Les yeux d'Hirohito-sama s'étrécissent, et ne me lâchent pas avant qu'elle ne quitte la pièce. Inutile de me dire de faire attention avec Kyle-kun. Je ne peux pas m'empêcher de penser que si elle avait été là, on aurait pas eu le temps de morfler. Mais bon, je poursuis mon petit examen. Aïe ! Je vais avoir une belle bosse derrière la tête, mais pas de sang dans les cheveux. En me déshabillant je découvre tous les hématomes sur mes bras et mes jambes, aux endroits où nos agresseurs m'ont agrippée.
J'en ai un frisson. D'une certaine façon leurs mains sont encore sur moi. Je ferme les yeux et porte une main à mon front. Je respire profondément. Ils sont loin, et ils ont pris une dérouillée. Mais surtout je suis ailleurs. C'est fini et bien fini, je ne risque plus rien pour le moment... Enfin rien à part me faire mettre à la porte à coups de pompes aux fesses, si je cause encore du soucis à Kyle-kun. Et avec des sandales traditionnelles en bois ça pourrait faire mal. D'ailleurs je passe mes getas, et mon yukatabira. Et comme à avec tous les kimonos depuis que j'ai six ans, je mets un temps monstre à nouer la ceinture correctement. C'est que je viens d'Irlande, les ceintures avec lesquelles on m'a élevée avaient des boucles.
Mais ça me rassure d'une certaine façon. En partant à la recherche du "Bain des Amants" je n'ai pas vraiment envie d'enlever ce kimono. Je ne veux pas que Kyle voit toutes ces marques et s'excuse encore. S'il s'en veut d'avoir laissé le temps à ces hommes de me faire le peu que j'ai enduré, alors j'ai bien le droit de penser que je ne l'ai pas volé. J'ai bien le droit prendre un peu sur moi.
Je m'efforce de retrouver le sourire en arrivant au bain. Le cadre est on ne peut plus douillet et intime, cerné d'arbre rassurants qui ouvrent sur la ville. Seikusu est toujours là, fourmillante de vie, de surprises et de menaces. Mais on est au-dessus, hors de sa portée. Je remarque tout de suite Kyle tranquillement installé dans le bain. Il est nu, l'air et chaud et humide, mais contrairement à mes habitudes ça ne suffit pas à m'émoustiller.
Je remarque aussi la trousse à pharmacie, que je ne manque pas d'attraper au passage. Tant pis pour le bain, je préfère laisser mon dos et mes muscles me tirer encore toute la nuit que d'infliger à Kyle la vue de mes stigmates. D'autant que les siens sont bien pires. Il n'a pas pu manquer mon arrivée, avec mes getas qui claquaient le parquet où je les ai laissées, et maintenant mes pied qui font cliqueter les galets.
" Je comprends pourquoi tu viens ici, Kyle-kun. "
Oui, j'en remets une petite couche en approchant. Et une petite couche de leçons particulière, même s'il sait sans doute déjà ce que je fais mine de lui apprendre.

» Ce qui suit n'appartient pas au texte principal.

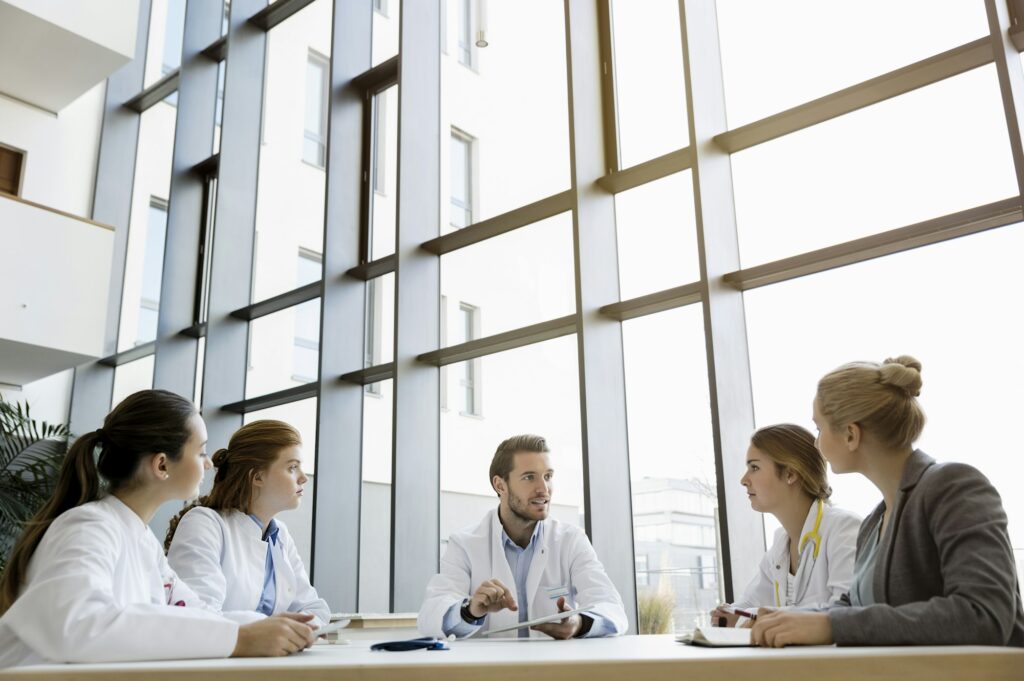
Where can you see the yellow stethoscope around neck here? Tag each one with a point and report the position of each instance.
(813, 536)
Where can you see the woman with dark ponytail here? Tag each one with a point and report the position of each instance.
(87, 580)
(230, 548)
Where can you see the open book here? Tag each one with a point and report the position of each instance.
(717, 637)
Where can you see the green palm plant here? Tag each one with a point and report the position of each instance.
(31, 455)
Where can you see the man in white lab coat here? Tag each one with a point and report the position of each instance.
(518, 564)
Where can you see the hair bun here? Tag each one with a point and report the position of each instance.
(902, 372)
(219, 457)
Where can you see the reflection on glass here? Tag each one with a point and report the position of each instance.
(953, 305)
(461, 210)
(520, 278)
(146, 227)
(375, 516)
(765, 46)
(314, 149)
(153, 270)
(512, 103)
(384, 172)
(657, 236)
(200, 364)
(387, 19)
(284, 349)
(130, 378)
(650, 87)
(291, 193)
(218, 112)
(936, 151)
(532, 389)
(163, 54)
(379, 342)
(301, 415)
(672, 465)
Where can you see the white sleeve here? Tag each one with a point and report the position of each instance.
(72, 611)
(841, 553)
(195, 555)
(761, 590)
(594, 590)
(451, 586)
(306, 599)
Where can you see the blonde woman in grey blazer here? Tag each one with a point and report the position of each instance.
(934, 562)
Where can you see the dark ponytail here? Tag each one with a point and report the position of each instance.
(145, 423)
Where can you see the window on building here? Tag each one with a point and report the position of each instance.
(206, 250)
(466, 51)
(310, 267)
(461, 213)
(373, 343)
(469, 377)
(709, 571)
(11, 162)
(153, 269)
(306, 352)
(643, 577)
(380, 144)
(314, 146)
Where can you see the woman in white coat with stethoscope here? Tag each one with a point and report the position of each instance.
(230, 548)
(87, 580)
(810, 563)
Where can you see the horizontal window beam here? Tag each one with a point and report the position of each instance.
(278, 398)
(276, 12)
(371, 375)
(654, 302)
(278, 303)
(374, 268)
(195, 331)
(209, 167)
(123, 357)
(971, 221)
(156, 92)
(217, 50)
(926, 72)
(514, 219)
(663, 166)
(381, 77)
(1017, 37)
(501, 342)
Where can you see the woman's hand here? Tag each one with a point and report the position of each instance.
(781, 628)
(274, 637)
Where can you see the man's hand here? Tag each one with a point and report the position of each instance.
(783, 628)
(278, 635)
(718, 613)
(492, 596)
(567, 628)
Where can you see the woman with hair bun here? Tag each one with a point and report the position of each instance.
(87, 581)
(934, 562)
(810, 563)
(229, 547)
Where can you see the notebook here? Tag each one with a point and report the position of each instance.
(557, 616)
(717, 637)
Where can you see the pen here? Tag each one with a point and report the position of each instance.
(742, 613)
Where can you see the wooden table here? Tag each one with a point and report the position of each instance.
(627, 657)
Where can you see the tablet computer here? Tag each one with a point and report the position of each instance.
(333, 627)
(557, 616)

" Kun, c'est pour les jeunes garçons. Alors comme j'ai vingt-six ans, je dois t'appeler Kyle-kun ou Kyle-san ? "
Je viens m'agenouiller au bord du bassin, près de lui, posant la boîte à pharmacie à portée de main. J'ai du mal à retenir une expression de dégoût, vivement teintée de colère, quand je vois à nouveau d'aussi près son visage. Chaque blessure que je vois me rappelle que si j'avais réfléchi avant de foncer il n'en serait pas là. Ma gorge se sèche d'un coup.
" Je... "
Je me penche vers la boîte. Je fuis son regard. Pour un peu j'allais m'excuser, mais à tous les coups il s'y serait mis aussi. Il m'a sauvé, bordel ! Du viol collectifs, peut-être même de la mort ! Qu'est-ce qu'il lui faut de plus ?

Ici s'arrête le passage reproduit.